Data Challenges in the Defense Sector

Episode Summary: This week, we’re going to be talking about the defense sector. We interview Ryan Welsh, CEO of Kyndi, a company working on explainable AI. We focus specifically on the unique data challenges of the defense industry, as well as the general use case of AI in defense writ large. Many of the challenges that the defense sector has to deal with transfer to other spaces and sectors. Business leaders that deal with extremely disjointed text information, what is sometimes called “dark data,” and information in various languages or different dialects, will be able to resonate with some of the unique challenges talked about in this episode, and maybe even gain some insights for how to handle them.

Subscribe to our AI in Industry Podcast with your favorite podcast service:

Guest: Ryan Welsh, Founder and CEO – Kyndi

Expertise: economics

Brief Recognition: Welsh holds a Master’s in Applied Mathematics – Economics from Rutgers University and a Master’s in Business Administration from the University of Notre Dame.

Interview Highlights

(03:00) What’s unique about defense in terms of considerations for bringing AI?

RW: I would say the most challenging things in defense is the data that you’re working on. It is often extremely dirty data, fragments of text. Unfortunately, the people that you’re getting it from don’t label it for you before you get it from them. So that’s also a challenge. So I think the biggest thing in defense is the actual data that you’re doing the operations on.

And of course, when you’re applying AI and machine learning techniques, it really does come down to “do you have to label data? Is the data clean?” Ultimately, that’s going to result in the value of the system that you’re using. So, the biggest challenge is the dirtiness of the data.

(04:00) What makes data extra challenging?

RW: Oftentimes, you’ll do a collection on the battlefield. So, for example, if you take a town, you’re going to collect hard drives, collect receipts, collect all that stuff out in the field. And you’re going to want to do analytics on that. You want to give it to analysts and see what folks are doing. I mean, this isn’t anything new. They’ve done military throughout history. It’s collecting information from other military combatants.

So, when you collect those snippets, they may be all torn up because he threw a grenade in there [crosstalk 00:04:51] piece together all that information. So now that’s very, very dirty data versus very clean data that you wrote internally by college graduates.

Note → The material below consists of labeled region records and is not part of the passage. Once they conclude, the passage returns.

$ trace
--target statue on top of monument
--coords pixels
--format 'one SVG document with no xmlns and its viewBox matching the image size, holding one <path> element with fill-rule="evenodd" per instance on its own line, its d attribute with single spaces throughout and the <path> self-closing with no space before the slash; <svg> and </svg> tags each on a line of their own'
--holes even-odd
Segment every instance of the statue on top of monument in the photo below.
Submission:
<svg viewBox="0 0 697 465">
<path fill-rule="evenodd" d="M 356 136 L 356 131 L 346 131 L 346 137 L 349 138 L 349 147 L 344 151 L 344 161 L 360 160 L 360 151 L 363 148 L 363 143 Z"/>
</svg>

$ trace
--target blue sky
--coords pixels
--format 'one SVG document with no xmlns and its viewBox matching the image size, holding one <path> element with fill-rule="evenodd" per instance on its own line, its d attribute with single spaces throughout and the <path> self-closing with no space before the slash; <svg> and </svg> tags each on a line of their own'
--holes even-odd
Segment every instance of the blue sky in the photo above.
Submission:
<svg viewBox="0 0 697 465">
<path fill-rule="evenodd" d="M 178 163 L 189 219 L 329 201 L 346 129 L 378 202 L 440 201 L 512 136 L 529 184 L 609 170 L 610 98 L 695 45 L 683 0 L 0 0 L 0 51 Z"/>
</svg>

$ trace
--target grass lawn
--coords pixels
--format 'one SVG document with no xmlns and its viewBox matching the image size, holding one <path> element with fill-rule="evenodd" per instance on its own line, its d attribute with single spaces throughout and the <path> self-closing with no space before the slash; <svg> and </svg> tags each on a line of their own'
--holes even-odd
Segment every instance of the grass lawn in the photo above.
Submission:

We’re not orchestrating it. We’re ripping it out of the world in whatever gruesome format it’s in. So it could be in, you know, in Arabic, stored somewhere in some bunker. And now we have to figure out is there a plan in here that has to do with attacking these two forts, where we think that there might be some, you know, preemptive strikes coming up or something like that?

I think the best way to handle it is to go down to the character level within words. So actually get down to the characters, like down to the letters within words. If you’re building a knowledge graph type network where you’re doing so reasoning over it and things like that, you may just be chunking words, but you actually need to go down a level of granularity down to the individual characters and start to draw connections between all the different characters to words. Words to sentences. Sentences to other sentences. And specifically local dialects as well and that really becomes a challenge. Like if you take an NLP parser from Stanford NLP for Arabic, that’s going to be trained on your standard Arabic versus local dialect. So it’ll fall over.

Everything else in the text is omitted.